Every star had one, he told her, and she needed to start behaving as such. A former singer for the Cotton Club in Harlem, Eva too craved publicity and knew how to get it, waiting until the cameras were poised before draping Gypsy with her silk robe. On Friday nights Gypsy threw exclusive soirees, her invitations coveted by those on the social register (including the aforementioned Squimpfenhuppels as well as the
Otis Chatfield-Taylors), artists, writers, and gangsters alike. Eva fretted over every detail, preparing several
courses of comfort food—roast beef and liver smothered in gravy, platters of vegetables, boiled potatoes, homemade chocolate cake—while Gypsy ran about in a frenzy, wearing nothing but a sheer negligee, three-inch fingernails, and $25,000 worth of jewelry, soon to be stolen during a holdup in her apartment vestibule by six men who apologized and told her, “
We’re broke or we wouldn’t do this, Gyps.” She tried to swallow her pear-shaped diamond ring, but one of the thugs punched her so hard she spat out the diamond and
loosened a few of her Waxey Gordon-sponsored teeth, as well. She instantly recognized the thugs—old acquaintances from her underworld days—and knew better than to say a word.

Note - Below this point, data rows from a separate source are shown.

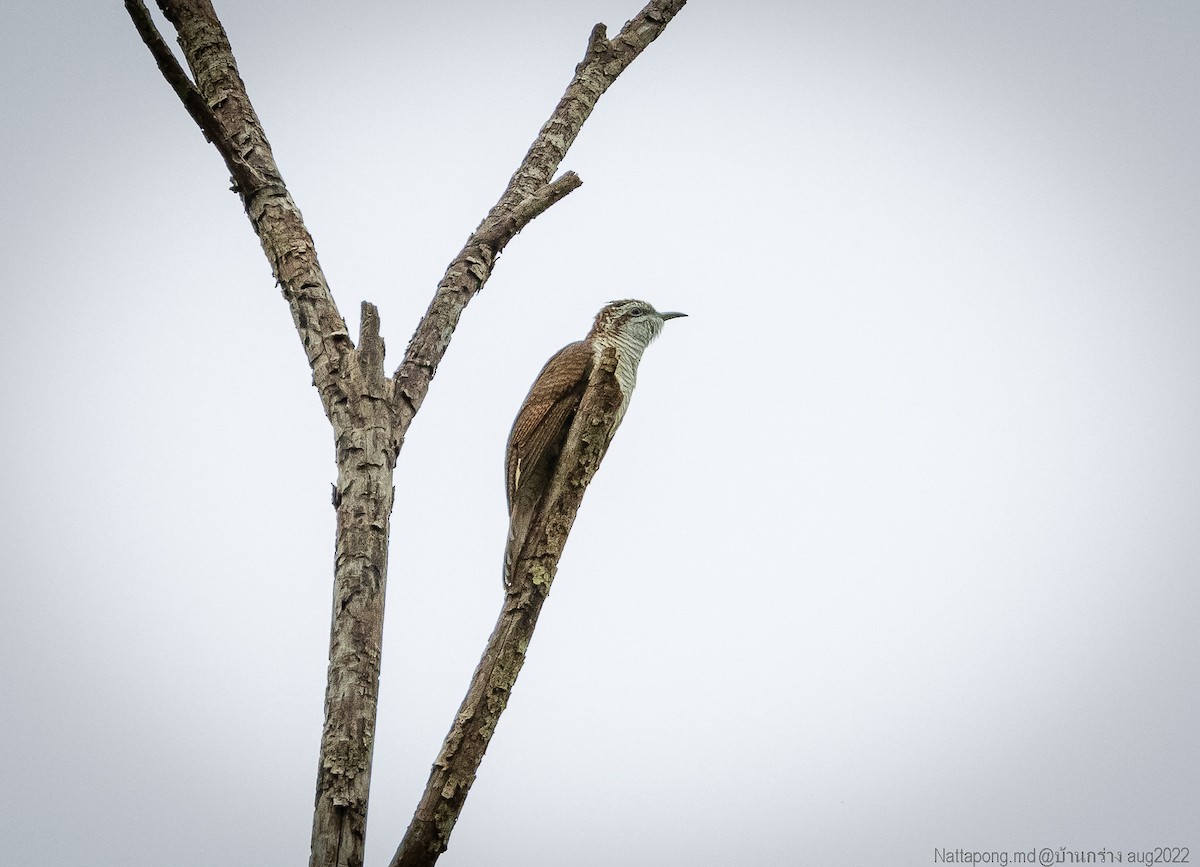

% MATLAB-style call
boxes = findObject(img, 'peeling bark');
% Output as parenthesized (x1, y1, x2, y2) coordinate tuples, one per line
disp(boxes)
(125, 1, 687, 865)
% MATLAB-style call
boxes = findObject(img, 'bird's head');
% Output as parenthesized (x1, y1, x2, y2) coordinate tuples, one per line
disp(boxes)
(591, 299, 687, 349)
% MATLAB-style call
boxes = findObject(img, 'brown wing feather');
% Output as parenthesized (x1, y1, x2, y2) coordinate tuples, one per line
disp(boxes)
(504, 339, 593, 586)
(505, 340, 593, 511)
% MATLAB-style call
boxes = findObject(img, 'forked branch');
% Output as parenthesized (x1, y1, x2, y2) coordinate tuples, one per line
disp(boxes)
(127, 0, 353, 421)
(125, 2, 687, 867)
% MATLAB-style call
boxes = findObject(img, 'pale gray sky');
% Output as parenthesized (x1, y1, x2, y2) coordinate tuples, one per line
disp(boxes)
(2, 2, 1198, 865)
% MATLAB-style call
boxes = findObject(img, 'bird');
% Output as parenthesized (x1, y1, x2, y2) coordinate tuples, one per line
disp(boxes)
(503, 299, 686, 588)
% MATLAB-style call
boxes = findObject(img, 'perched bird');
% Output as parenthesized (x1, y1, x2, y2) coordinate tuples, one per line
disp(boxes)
(504, 299, 686, 587)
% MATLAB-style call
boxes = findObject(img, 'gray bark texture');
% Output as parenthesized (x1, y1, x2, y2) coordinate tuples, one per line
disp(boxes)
(125, 1, 687, 866)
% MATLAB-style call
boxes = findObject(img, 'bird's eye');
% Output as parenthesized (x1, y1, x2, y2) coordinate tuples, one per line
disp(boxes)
(629, 307, 644, 316)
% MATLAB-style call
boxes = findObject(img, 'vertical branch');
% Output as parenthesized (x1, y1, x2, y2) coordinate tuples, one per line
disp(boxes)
(305, 373, 395, 867)
(309, 302, 394, 867)
(128, 5, 387, 866)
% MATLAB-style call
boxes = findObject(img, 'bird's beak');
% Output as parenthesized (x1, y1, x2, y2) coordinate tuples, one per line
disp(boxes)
(659, 311, 687, 321)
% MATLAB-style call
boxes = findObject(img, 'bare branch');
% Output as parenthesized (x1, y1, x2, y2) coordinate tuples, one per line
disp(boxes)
(387, 6, 688, 863)
(127, 6, 383, 867)
(129, 0, 353, 420)
(392, 348, 625, 867)
(357, 301, 386, 387)
(475, 171, 584, 249)
(124, 0, 254, 191)
(391, 0, 688, 434)
(126, 3, 687, 867)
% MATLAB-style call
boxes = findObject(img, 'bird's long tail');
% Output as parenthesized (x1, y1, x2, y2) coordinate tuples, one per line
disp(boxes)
(503, 493, 537, 589)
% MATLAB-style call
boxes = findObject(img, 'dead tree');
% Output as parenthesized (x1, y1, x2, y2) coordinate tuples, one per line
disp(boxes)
(125, 1, 689, 866)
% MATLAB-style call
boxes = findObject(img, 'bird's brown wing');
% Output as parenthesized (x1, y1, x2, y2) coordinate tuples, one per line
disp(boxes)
(506, 339, 594, 511)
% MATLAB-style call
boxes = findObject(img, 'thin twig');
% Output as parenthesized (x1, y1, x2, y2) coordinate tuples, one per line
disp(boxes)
(124, 0, 260, 195)
(475, 171, 584, 249)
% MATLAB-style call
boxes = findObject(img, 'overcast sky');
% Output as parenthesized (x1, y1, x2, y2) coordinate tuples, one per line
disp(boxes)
(2, 1, 1198, 865)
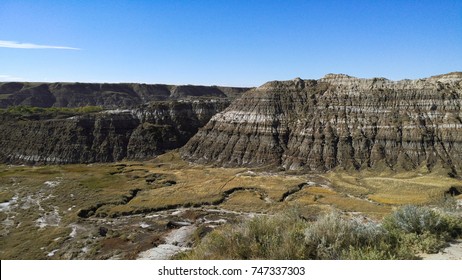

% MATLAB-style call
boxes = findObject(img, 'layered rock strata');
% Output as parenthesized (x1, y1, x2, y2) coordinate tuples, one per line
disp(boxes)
(0, 82, 250, 164)
(181, 73, 462, 174)
(0, 100, 230, 164)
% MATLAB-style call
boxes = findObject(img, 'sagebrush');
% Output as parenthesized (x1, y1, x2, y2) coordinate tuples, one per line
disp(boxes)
(178, 205, 462, 260)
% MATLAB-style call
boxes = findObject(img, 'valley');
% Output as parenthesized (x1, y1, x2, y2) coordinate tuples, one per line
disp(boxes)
(1, 151, 460, 259)
(1, 73, 462, 259)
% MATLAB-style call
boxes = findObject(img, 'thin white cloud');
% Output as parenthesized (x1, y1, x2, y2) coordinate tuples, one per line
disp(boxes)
(0, 40, 80, 50)
(0, 74, 25, 81)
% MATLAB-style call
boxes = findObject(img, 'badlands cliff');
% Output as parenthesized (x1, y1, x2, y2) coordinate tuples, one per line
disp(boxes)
(0, 82, 249, 164)
(181, 73, 462, 174)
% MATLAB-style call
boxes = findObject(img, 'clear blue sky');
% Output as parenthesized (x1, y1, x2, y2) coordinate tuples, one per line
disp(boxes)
(0, 0, 461, 86)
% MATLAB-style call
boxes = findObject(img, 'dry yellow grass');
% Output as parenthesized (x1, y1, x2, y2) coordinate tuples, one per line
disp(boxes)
(4, 151, 452, 219)
(324, 169, 459, 207)
(2, 152, 456, 219)
(322, 172, 370, 196)
(318, 196, 391, 217)
(286, 186, 391, 218)
(220, 190, 271, 213)
(112, 162, 306, 215)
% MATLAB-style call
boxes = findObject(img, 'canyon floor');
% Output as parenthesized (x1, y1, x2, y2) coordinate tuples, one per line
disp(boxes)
(0, 150, 461, 259)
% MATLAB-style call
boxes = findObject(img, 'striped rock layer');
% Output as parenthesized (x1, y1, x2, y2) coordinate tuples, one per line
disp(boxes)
(181, 72, 462, 174)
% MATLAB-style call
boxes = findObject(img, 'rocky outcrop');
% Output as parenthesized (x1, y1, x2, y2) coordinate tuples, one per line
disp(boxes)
(0, 100, 230, 164)
(0, 82, 250, 164)
(0, 82, 250, 109)
(181, 72, 462, 174)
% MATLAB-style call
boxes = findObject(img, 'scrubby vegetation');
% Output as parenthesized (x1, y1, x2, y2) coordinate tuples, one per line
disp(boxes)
(383, 205, 462, 254)
(175, 210, 308, 260)
(0, 105, 103, 118)
(178, 205, 462, 260)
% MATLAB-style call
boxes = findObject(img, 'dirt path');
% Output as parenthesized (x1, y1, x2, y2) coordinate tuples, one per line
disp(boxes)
(137, 225, 196, 260)
(421, 240, 462, 260)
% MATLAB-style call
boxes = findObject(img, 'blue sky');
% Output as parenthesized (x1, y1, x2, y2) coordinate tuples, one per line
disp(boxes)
(0, 0, 461, 86)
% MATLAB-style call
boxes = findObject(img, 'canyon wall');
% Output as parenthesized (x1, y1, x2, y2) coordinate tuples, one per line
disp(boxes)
(181, 73, 462, 174)
(0, 82, 250, 164)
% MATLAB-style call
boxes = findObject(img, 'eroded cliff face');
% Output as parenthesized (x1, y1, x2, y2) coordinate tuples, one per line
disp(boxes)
(181, 73, 462, 174)
(0, 82, 250, 164)
(0, 100, 230, 164)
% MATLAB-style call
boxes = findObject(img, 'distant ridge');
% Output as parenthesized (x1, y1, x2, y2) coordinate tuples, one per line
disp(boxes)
(0, 82, 251, 109)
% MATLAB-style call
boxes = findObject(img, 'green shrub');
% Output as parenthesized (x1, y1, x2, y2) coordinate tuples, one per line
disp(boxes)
(74, 106, 103, 114)
(302, 213, 413, 259)
(383, 205, 444, 235)
(304, 213, 356, 259)
(440, 213, 462, 238)
(384, 205, 462, 238)
(383, 205, 462, 254)
(2, 105, 103, 116)
(177, 211, 307, 259)
(342, 244, 408, 260)
(179, 206, 461, 260)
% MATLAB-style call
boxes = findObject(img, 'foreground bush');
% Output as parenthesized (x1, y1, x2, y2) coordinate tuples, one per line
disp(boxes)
(383, 205, 462, 253)
(177, 211, 307, 259)
(383, 205, 444, 235)
(178, 206, 462, 260)
(303, 213, 411, 259)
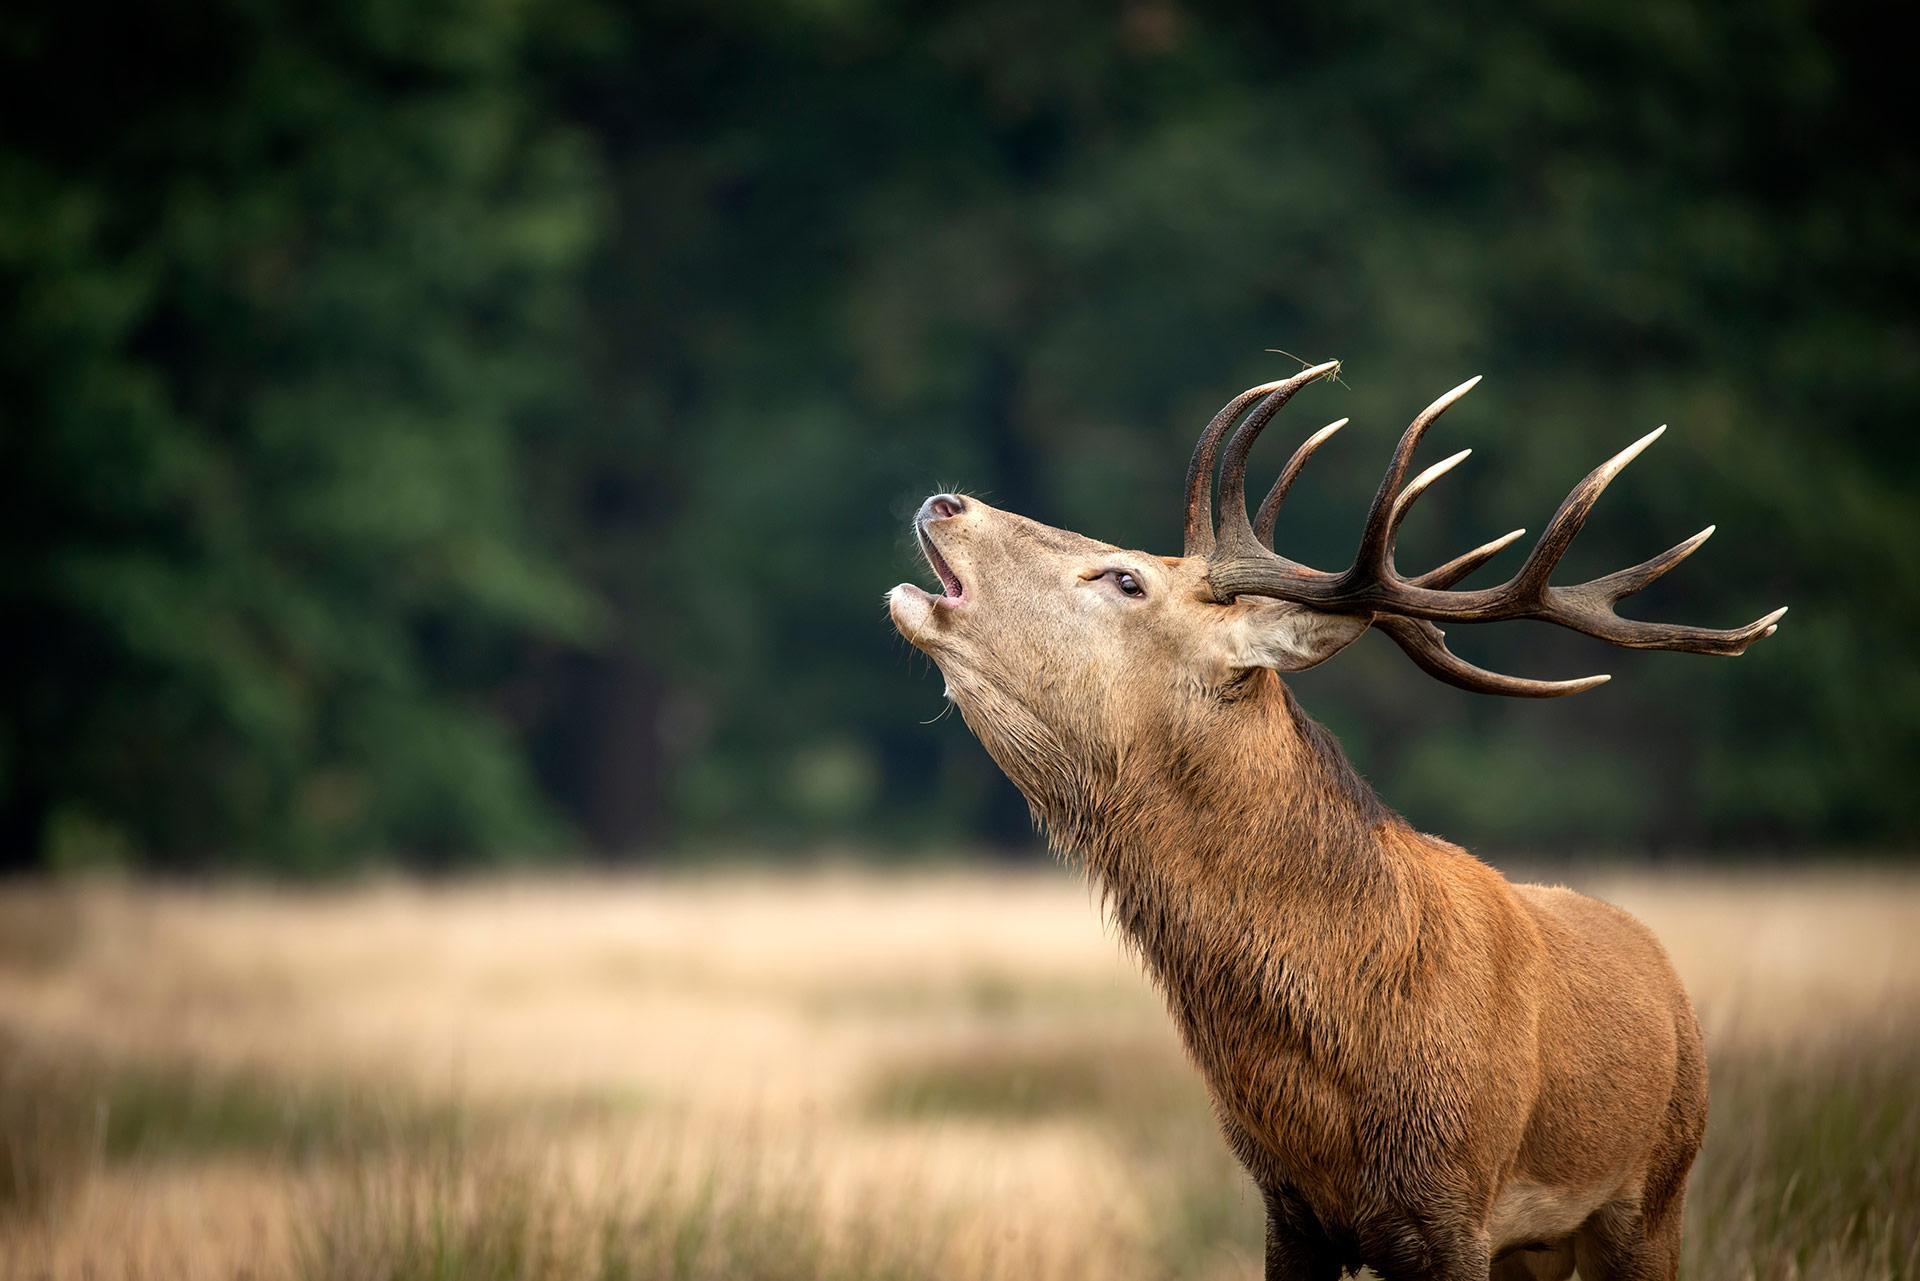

After the guests arrived and collected flutes of champagne, the talk turned to art and books and theater and, inevitably, to Gypsy Rose Lee herself. What did she think about
Strip Girl
, the show on Broadway that told the story of a burlesque dancer? Was it based on her life? “
I consider that show an insult,” Gypsy replied, “not only to me but to the many stars who have been in burlesque. The author should have his eyes opened and his mind washed.” Did everyone hear that Mae West called her “Lady Peel”? Gypsy’s retort: “
Mae West,” she said, “is the weakest link in the Vassar daisy chain.” When another actress, Carole Landis, criticized “leg art,” an informal term for burlesque, Gypsy feigned offense. “Leg art requires no protection from Miss Landis,” she purred. “I am sure no one will mind if she does
Salome
in long underwear and a fire helmet.” When Yale boys informed Gypsy she placed second to Ann Sheridan in a campus popularity poll, they asked for her opinion of the actress. “
I think he was a swell general,” she said sweetly.

Did everyone see her picture with the Princeton football team,
where her position was given as “
Right End”? How clever she is,
seasoning her conversation with French
—comment beau, comment special, comment futé
—and to think she had so little formal education. Did they hear Gypsy once attended a publishing party with playwright and publisher John Farrar? She took charge of every conversation, tossing off casual references to Shakespeare and Karl Marx, to Dorothy Parker’s
Death and Taxes
and Damon Runyon’s
Guys and Dolls
, to the recent autobiographies published by Emma Goldman and Lincoln Steffens. Isn’t it darling when she tilts her head self-consciously and inquires, “
Whither the New Negro?” Have they heard that Gypsy is a drug addict? A lesbian? A damn good female impersonator? Aren’t her stories about her mother hilarious—bilking all those lodge men, stealing blankets and wigs and entire sketches, shooting at her sister’s boyfriend, threatening the late, great Billy Minsky?